A 60-day public comment period started with official release of the 1,000-page document, which cost Teck-Pogo more than $1 million for state agency expenses and a third-party environmental contractor hired by federal agencies.

Following the public comment period, agencies say they expect to release a final EIS and accompanying permits sometime in the fall.

“We feel pretty confident that we’ve done a good job in analyzing the project, just in the fact that the agencies agree on a preferred alternative this early on,” said Bill Riley, Region 10 mining coordinator for the Environmental Protection Agency. “I’m fairly optimistic that maybe … they could have everything they need by August or September.”

Teck-Pogo hopes to start construction in November on the remote gold project, located 38 miles northeast of Delta Junction in the Goodpaster River Valley.

“We’d start working on the road, and doing earthwork at the site to prepare for pouring concrete next spring,” Karl Hanneman, Alaska Regional Manager for Teck Cominco, told Petroleum News Alaska March 18.

That initial dirt work would require about 250 workers, he said, with bids for construction work expected to go out sometime this summer or fall, about the time of the expected final EIS release.

Scope, spending on gold project

Teck-Pogo expects to spend up to $250 million to construct the underground Pogo gold mine and its accompanying above-ground hard rock mill and processing facilities, a job that will require up to 500 workers.

Already, the company has spent $78 million, Hanneman said. That includes surface and underground exploration, establishing camp infrastructure at the site, conducting environmental baseline and permitting work, completing engineering and feasibility work and continued maintenance and management of the remote site.

Based on surface and underground exploration conducted from 1995 through 2000, geologists estimate Pogo contains 5.5 million ounces of gold, with an average grade of a little more than a half ounce per ton of rock.

As designed, the proposed mine and mill complex will process between 2,500 and 3,500 tons per day of ore, with gold production of approximately 400,000 ounces per year. About 300 year-round workers will be needed to operate the mine and mill, according to Hanneman.

Pogo is expected to have a 10-year mine life, although the operation could continue longer, should additional gold deposits be found nearby, he added. Exploration will likely resume on the property, once gold production starts hopefully in late 2005, Hanneman said.

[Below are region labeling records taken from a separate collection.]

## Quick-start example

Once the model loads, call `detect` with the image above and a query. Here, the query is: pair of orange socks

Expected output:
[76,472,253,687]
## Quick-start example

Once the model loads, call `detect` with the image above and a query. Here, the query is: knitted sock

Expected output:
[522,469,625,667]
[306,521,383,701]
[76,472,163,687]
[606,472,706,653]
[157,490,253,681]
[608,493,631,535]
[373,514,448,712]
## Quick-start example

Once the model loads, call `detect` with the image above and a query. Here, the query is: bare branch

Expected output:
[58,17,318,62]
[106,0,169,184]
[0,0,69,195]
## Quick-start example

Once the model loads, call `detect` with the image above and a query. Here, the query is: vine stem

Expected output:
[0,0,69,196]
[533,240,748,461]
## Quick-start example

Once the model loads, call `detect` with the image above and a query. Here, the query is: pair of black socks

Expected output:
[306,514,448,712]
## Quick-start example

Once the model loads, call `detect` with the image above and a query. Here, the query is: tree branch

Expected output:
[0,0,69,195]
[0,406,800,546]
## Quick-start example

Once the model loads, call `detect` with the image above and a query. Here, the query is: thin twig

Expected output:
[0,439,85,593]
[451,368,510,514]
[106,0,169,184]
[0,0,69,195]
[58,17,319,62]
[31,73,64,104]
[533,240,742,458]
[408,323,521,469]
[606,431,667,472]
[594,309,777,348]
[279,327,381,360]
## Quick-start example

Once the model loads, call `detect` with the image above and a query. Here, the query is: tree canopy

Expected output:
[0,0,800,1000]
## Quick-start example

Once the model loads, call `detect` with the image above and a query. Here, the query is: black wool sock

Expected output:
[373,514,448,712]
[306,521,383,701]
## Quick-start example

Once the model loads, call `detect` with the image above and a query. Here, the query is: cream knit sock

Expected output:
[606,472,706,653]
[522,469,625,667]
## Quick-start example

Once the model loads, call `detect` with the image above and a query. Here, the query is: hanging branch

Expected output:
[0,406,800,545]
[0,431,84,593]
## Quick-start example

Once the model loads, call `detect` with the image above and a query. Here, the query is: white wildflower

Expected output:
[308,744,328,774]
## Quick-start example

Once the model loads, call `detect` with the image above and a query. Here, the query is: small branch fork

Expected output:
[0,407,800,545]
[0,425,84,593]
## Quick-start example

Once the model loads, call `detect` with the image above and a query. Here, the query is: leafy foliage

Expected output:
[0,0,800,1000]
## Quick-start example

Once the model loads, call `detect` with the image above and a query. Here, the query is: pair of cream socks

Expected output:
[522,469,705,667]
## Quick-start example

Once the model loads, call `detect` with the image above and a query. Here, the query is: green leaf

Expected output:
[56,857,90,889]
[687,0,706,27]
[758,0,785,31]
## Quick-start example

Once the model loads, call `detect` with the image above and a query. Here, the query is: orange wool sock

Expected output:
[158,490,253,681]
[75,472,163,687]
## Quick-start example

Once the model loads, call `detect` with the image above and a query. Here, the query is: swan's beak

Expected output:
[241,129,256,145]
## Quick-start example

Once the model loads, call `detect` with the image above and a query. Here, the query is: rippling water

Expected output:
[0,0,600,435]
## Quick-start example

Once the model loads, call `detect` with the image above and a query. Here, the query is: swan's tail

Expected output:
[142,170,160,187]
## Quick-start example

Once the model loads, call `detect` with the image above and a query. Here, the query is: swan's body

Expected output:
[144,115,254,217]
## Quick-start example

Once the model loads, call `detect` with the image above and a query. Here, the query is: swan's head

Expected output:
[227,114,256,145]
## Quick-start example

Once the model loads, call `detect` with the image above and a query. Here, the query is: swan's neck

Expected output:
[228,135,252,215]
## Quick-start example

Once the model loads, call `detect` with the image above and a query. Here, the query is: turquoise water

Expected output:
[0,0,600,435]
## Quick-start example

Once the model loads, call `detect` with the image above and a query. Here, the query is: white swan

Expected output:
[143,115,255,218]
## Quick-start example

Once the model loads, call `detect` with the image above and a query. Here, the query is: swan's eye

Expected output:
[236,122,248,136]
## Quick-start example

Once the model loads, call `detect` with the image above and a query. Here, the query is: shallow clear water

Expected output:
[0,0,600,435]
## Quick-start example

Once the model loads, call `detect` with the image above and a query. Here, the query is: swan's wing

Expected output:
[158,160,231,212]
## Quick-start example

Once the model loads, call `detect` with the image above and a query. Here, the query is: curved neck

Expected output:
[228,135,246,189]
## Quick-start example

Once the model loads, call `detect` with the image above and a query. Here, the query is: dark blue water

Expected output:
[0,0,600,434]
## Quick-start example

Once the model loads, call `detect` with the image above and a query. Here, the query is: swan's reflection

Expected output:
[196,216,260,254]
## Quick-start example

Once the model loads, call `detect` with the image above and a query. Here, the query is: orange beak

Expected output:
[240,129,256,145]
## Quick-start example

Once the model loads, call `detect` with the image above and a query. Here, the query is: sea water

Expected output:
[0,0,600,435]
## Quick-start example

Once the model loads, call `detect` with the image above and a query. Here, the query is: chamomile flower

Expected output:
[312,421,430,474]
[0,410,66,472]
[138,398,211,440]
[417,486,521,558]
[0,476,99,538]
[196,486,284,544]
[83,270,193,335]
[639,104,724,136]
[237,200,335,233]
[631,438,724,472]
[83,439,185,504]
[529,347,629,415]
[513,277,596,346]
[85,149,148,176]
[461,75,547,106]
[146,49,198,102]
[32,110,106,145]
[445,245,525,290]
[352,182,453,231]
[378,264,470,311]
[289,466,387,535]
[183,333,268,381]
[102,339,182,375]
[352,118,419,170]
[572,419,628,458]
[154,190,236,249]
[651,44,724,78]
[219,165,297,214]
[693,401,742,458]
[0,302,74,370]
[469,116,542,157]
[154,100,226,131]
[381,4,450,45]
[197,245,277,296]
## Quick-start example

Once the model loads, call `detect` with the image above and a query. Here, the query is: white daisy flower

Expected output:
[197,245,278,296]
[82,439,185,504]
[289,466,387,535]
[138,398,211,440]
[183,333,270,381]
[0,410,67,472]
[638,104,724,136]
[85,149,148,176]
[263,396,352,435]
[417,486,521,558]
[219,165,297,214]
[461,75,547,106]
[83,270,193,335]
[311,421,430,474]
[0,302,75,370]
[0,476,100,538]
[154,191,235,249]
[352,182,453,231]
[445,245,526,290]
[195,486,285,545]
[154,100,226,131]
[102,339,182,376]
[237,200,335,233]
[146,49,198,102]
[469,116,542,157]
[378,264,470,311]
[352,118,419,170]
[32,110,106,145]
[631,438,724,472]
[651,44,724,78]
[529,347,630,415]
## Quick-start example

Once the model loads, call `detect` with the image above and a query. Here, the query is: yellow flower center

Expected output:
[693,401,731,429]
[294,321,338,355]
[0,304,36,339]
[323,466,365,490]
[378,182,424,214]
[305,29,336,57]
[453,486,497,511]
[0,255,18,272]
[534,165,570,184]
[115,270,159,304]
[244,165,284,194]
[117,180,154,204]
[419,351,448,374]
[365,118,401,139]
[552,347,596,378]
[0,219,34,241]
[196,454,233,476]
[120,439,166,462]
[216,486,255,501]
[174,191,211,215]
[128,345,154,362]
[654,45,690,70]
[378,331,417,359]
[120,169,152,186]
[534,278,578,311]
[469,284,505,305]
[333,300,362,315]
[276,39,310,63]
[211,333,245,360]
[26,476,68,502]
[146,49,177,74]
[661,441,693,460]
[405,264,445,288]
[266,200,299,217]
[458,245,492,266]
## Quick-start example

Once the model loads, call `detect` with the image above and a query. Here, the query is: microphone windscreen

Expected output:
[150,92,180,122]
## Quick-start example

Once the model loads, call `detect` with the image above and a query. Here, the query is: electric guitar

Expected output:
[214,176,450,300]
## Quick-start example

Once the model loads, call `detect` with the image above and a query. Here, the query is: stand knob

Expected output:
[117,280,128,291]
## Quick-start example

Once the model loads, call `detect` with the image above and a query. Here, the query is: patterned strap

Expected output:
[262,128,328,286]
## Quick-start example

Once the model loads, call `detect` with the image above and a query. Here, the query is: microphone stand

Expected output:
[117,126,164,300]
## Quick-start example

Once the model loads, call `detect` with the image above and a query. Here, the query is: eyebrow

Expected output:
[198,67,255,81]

Agencies agree on access road

Teck-Pogo has proposed building a 49.5 mile all-season gravel road to the mine site, a construction and maintenance expense the company will foot by itself.

State and federal agencies agree with Teck-Pogo’s proposed route, which starts from an existing road off the Richardson Highway and traverses the Shaw Creek hillside, dropping into the Goodpaster River valley to the mine. An electric power line would follow the access road.

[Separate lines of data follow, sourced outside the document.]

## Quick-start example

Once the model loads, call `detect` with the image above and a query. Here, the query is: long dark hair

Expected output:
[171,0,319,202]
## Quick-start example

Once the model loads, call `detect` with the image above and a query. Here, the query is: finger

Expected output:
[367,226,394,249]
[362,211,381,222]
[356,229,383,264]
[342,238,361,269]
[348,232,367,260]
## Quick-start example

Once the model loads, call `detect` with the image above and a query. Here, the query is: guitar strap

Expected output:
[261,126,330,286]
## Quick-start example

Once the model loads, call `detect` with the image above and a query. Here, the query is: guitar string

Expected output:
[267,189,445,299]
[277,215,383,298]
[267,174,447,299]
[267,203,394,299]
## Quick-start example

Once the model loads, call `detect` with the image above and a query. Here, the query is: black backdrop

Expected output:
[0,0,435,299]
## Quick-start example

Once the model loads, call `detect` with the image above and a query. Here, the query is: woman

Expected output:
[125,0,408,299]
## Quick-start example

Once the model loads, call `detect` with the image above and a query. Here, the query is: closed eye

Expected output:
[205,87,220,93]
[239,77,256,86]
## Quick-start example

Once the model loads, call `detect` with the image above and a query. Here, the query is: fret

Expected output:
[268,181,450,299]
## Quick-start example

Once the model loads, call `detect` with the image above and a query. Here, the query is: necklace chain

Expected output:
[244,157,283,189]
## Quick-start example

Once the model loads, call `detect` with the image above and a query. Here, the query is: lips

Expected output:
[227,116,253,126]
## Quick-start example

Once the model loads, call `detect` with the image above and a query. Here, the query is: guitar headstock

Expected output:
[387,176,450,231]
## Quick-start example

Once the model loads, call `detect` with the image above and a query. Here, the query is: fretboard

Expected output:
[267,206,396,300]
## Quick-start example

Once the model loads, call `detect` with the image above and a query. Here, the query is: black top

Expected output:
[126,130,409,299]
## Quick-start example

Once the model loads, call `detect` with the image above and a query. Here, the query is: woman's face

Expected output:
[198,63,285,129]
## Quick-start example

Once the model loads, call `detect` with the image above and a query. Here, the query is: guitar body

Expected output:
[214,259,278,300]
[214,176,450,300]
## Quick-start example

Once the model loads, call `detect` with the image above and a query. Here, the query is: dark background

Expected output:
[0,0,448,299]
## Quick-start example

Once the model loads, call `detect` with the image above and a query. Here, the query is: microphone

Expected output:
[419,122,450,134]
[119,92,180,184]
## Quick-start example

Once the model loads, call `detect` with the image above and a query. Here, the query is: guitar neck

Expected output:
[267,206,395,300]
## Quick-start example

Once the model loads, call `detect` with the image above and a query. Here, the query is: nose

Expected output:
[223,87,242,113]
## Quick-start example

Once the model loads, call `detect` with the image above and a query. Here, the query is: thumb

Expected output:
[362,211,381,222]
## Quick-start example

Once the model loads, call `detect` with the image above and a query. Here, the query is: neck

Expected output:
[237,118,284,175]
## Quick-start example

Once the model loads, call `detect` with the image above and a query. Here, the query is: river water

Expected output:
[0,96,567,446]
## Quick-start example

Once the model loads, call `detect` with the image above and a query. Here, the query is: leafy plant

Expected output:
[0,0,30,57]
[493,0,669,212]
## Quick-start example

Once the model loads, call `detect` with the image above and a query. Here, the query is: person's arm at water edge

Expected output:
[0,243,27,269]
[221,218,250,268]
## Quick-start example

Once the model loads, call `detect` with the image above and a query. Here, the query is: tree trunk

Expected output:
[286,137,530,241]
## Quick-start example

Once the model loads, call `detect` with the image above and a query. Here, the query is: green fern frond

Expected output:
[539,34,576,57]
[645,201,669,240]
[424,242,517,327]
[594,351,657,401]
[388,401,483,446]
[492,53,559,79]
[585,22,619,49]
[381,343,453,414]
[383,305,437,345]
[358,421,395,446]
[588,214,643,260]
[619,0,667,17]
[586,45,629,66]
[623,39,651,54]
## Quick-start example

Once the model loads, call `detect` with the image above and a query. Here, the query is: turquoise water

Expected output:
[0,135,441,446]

Where the agencies differ with Teck-Pogo, and say they are looking specifically for public input, is management and use of that access road.

Teck-Pogo proposes that the road be used for authorized industrial purposes only, to include logging trucks that could access areas of the Tanana Valley State Forest, previously identified in state timber harvest plans. Teck-Pogo believes the road should remain closed to the public until after the mine is closed and reclaimed.

“We would have safety and liability issues with putting the public on a road that is not designed for the public,” he said. “We would also tread softer on the land and resources of the area,” referring to increased access and hunting pressure that a new road would provide to the now remote area.

Regulatory agencies have come up with a mixed-use plan for the road, suggesting that the first 23 miles be open to the public, with an industrial-use only section for the remaining road into the mine.

“It’s sort of a compromise solution here, one that maybe appeases folks who want more access and those who are anti-access because they fear damage to the resources out there,” said Ed Fogels, Pogo project manager for the state Department of Natural Resources.

“Maybe we’ll get better ideas from the folks out there in the public comment period.”